先程、減価償却費の説明でも話しましたが、会社が経費として組み込める金額は、価値が減少する部分に関してのみです。
200万円の車の例で言うのであれば、200万円の車を10年後に売却して20万円で売れるのであれば、その車は10年間で180万円の価値が減少することになるため、この部分に関してのみ費用化出来ます。
これを先ほどの芸術品としてのお皿の例で見ていくと、このお皿を経費化しようと思うのであれば、数百万円のお皿が経年劣化して毎年のように価値が落ちていくということを証明していかなければなりません。

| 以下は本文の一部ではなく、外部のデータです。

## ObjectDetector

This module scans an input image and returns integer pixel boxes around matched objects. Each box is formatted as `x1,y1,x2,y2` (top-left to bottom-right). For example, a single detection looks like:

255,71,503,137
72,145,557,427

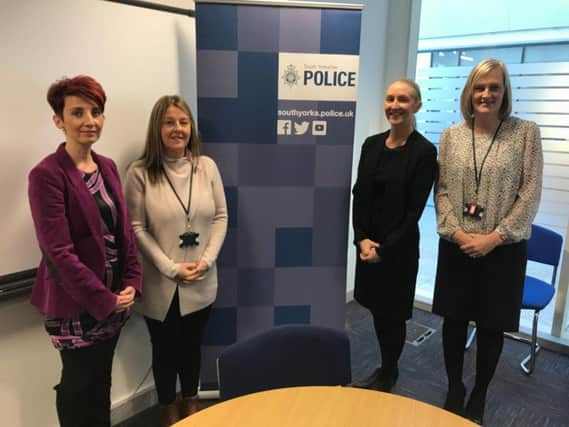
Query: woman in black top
353,79,437,391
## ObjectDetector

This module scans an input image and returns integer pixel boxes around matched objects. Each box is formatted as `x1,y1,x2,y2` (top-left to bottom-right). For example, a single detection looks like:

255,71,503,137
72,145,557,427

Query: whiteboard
0,0,196,276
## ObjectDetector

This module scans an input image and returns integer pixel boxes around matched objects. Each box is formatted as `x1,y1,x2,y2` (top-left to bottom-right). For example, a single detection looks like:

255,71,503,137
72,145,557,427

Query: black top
353,131,437,319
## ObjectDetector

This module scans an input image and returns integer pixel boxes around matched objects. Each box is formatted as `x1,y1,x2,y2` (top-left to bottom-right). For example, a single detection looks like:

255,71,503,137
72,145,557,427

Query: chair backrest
217,325,352,400
528,224,563,284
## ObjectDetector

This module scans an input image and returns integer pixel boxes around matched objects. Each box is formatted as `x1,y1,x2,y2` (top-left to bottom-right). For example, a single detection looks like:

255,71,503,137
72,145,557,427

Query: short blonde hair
460,58,512,125
387,77,421,101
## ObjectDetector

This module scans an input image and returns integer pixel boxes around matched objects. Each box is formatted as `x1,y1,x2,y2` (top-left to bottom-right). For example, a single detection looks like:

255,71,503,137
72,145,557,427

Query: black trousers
54,334,119,427
145,291,211,405
370,310,407,375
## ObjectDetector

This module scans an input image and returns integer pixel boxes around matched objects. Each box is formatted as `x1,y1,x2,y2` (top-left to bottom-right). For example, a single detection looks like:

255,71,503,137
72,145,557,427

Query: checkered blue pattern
196,3,361,388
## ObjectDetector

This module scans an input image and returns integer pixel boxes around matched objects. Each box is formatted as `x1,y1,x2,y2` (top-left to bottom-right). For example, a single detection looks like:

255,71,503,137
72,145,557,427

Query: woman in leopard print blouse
433,59,543,423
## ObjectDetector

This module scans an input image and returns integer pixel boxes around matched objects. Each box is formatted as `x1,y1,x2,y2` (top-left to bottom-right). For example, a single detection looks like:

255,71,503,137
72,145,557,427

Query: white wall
0,0,196,427
420,0,569,39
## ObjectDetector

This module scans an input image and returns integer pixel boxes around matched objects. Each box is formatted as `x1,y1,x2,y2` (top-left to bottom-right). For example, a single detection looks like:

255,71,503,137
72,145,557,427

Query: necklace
472,120,503,199
162,162,200,248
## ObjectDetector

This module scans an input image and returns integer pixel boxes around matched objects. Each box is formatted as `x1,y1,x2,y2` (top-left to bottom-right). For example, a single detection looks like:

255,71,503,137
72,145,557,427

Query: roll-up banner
196,1,362,390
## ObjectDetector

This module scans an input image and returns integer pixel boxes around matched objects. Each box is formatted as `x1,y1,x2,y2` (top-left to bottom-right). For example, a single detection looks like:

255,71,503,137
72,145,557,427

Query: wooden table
175,387,476,427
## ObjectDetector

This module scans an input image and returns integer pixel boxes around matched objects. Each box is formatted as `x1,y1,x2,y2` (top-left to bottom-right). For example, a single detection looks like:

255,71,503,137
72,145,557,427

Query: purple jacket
28,144,142,320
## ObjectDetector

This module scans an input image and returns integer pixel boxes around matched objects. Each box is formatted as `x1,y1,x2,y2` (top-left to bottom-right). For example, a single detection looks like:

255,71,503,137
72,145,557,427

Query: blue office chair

それが出来ないようなものであれば、経費として計上することは出来ません。 もし、この様なモノを購入したとすれば、それは会社の資産として固定資産に計上します。

簿価と時価


では実際に売却をした際に、価値が下がっていて損失が出たらどうするんだと思われる方もいらっしゃるかもしれませんが、その時は、固定資産の売却損を損失として計上します。
つまり、営業にかかわる経費ではなく資産売却損として別に計上するわけです。 この損失も利益から差し引くことが出来るため、仮に売却して損失が出たとしても、それが事業の一環であれば損金計上して節税につなげることが出来ます。

これは土地などでも同じです。
仮に、事業で使うための倉庫や新たな営業所を作るために土地を購入し、その上に建物を立てたとしても、土地の値段は経年劣化しないために経費扱いできませんし、全額が会社の資産として固定資産に計上されます。
しかしこの例で言えば、土地の上に建てた建物は経年劣化で時と共に価値が減少していくため、その減った価値に対しては減価償却費として経費化することが出来ます。

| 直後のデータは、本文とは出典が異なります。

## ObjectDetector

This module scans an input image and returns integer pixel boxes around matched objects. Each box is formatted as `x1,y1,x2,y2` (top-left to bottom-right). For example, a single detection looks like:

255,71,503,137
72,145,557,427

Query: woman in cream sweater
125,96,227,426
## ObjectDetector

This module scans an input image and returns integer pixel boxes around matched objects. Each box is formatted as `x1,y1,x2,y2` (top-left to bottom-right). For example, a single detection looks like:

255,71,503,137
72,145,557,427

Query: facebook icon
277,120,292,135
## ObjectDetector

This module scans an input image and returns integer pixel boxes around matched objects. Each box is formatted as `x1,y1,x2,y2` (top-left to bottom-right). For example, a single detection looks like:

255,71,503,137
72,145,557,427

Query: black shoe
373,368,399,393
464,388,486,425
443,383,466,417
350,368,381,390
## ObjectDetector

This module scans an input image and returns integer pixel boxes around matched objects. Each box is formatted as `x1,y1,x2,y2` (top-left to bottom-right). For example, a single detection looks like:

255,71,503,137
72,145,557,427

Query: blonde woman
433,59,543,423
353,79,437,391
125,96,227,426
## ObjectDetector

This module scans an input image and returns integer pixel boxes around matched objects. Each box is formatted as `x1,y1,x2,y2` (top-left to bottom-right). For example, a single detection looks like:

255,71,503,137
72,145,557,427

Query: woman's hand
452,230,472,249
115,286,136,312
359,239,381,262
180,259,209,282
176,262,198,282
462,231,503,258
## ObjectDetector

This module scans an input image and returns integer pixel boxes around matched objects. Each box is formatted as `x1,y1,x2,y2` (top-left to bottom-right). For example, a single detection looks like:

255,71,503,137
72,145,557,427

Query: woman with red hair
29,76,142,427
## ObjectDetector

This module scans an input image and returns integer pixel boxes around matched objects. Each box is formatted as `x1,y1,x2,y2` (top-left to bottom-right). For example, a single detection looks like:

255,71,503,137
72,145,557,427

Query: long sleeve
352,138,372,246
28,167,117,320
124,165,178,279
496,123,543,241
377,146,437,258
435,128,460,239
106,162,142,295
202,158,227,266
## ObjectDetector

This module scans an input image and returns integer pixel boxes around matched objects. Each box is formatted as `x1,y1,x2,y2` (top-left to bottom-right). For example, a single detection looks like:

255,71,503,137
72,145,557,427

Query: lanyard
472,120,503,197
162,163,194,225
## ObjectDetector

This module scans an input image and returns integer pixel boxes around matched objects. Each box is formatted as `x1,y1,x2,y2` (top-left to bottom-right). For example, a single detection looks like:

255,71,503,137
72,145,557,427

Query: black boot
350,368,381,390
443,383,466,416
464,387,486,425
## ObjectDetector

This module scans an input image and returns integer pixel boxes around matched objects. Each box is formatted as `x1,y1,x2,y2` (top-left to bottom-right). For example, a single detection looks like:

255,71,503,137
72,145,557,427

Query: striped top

これはシンプルにいいうのであれば、経費化できるのは会社として損失が出た部分のみだということです。
もしこれが、『お金を使った分はすべて経費化できる』なんてことになれば、どのようなことになってしまうのかは、考えてみればわかりますが、これを悪用して税金を支払わない企業が乱立します。

例えば、何らかの事業が大当たりして多額の利益が出た会社があったとしましょう。
もし、お金を使った分が全て経費化できるのであれば、この会社はその利益を全額『土地の購入』や『美術品の購入』、価値が減りにくい高級車の購入費用などに使ってしまえば、利益がなくなることになります。
前にも話したことがありますが、会社の税金は利益に税率をかけたものになるため、利益を全額使ってこのようなものに消費してしまえば、税金は払わなくて良いことになってしまいます。

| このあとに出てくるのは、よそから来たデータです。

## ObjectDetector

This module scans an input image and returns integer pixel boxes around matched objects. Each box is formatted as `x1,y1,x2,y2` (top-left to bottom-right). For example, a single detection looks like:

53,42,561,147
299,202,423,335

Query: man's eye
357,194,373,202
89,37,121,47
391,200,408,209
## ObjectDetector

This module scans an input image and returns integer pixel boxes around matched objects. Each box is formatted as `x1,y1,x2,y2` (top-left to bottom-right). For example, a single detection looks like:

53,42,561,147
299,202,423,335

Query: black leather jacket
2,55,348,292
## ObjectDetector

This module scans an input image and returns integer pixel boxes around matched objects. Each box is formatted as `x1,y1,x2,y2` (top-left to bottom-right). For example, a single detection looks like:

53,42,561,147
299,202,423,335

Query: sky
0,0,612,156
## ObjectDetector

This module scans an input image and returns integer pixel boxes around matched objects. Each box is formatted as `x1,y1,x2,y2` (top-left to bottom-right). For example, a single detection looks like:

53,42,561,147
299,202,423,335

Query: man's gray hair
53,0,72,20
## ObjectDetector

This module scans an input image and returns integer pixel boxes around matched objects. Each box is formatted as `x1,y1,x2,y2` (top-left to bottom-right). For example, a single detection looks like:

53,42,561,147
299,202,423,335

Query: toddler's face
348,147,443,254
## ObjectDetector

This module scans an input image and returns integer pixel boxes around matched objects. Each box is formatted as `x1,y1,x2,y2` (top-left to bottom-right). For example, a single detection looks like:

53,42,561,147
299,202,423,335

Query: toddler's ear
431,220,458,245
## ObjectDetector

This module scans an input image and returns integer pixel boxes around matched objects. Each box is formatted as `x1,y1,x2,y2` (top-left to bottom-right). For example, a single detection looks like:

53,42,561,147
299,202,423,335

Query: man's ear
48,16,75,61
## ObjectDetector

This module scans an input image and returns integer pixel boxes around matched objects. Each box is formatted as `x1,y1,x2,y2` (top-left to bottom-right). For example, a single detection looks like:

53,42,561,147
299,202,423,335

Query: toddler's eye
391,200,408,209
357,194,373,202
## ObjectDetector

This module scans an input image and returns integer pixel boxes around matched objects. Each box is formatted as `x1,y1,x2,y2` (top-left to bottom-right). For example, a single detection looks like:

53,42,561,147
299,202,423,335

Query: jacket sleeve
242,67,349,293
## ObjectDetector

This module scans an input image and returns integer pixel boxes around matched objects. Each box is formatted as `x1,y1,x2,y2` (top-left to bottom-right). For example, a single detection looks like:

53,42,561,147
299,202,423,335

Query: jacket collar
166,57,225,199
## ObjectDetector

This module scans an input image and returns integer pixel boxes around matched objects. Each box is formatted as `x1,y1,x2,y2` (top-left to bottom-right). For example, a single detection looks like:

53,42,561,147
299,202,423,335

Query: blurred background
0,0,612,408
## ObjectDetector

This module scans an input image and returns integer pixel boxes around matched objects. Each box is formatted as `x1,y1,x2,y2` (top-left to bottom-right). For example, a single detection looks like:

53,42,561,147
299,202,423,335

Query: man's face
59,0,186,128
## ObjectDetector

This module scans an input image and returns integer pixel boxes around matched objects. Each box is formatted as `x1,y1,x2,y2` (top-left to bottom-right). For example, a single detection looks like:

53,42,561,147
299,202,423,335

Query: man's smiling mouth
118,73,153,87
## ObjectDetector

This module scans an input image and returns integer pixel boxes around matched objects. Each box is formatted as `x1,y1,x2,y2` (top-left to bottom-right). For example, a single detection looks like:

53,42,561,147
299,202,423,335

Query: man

会社で利益が出たとしても、それで土地や美術品を購入すれば税金を払わなくて良いなんてことになれば、国には税金が入らないことになってしまいますから、こんなことが認められるはずがありません。
その為、お金を使って購入したとしても、それが経年劣化せずに価値あるものとして残る場合は、それは会社が持つ資産として固定資産に計上されるというわけです。
高級車や、先ほど例に上げた芸術品としてのお皿などは、業務でも使う可能性があるためにわかりにくいですが、これをもっと分かりやすい固定資産に例えると分かりやすいと思います。

車や土地以外の固定資産


分かりやすい固定資産とは、株式や数年後に償還される国債などの事です。
会社で利益が出たから、資産運用のために株式投資をして、その投資金額が経費として認められて利益から差し引けるとなれば、利益が出ている会社の社長は、利益を全額株式投資国債に投資してしまいますよね。
なぜならそうすることで、税金を支払わなくて良くなるわけですから。 仮に税率が20%とすれば、購入した株式が20%以上値下がりしなければ得ということになってしまいます。

国債などの場合は元本保証なので、これが経費化できるのであれば確実に利益を出すことが出来てしまいます。
ちなみに国債というのは、国が発行している借用書のことです。 よくテレビで『国は1000兆円の借金がある。国民一人あたりに直すと…』といった感じの解説があります。
しかし正確には、国は国債を購入した人から借金しているのであって、国民全員から借金をしているわけではありません。

この国債という借用書ですが、これを購入するということは、国に対して金を貸している債権者になれるということです。
借金というのは借りている側が破産しない限りは元本と利息がもらえるわけですから、基本的に元本保証です。 この元本保証の商品を購入することで節税対策になるのであれば、会社は出た利益の全額を国債購入に当ててしまいますよね。
こんな事にならないために、資産を購入しても経費扱いにはならないということです。

これは、会社の設備や機械や建物でも同じだということです。売却してお金に出来るものは基本的には会社の資産として貸借対照表に記入されることになります。
これで固定資産の簡単な試算は終わります。 次回はもう少し詳しく、この固定資産について考えていきます。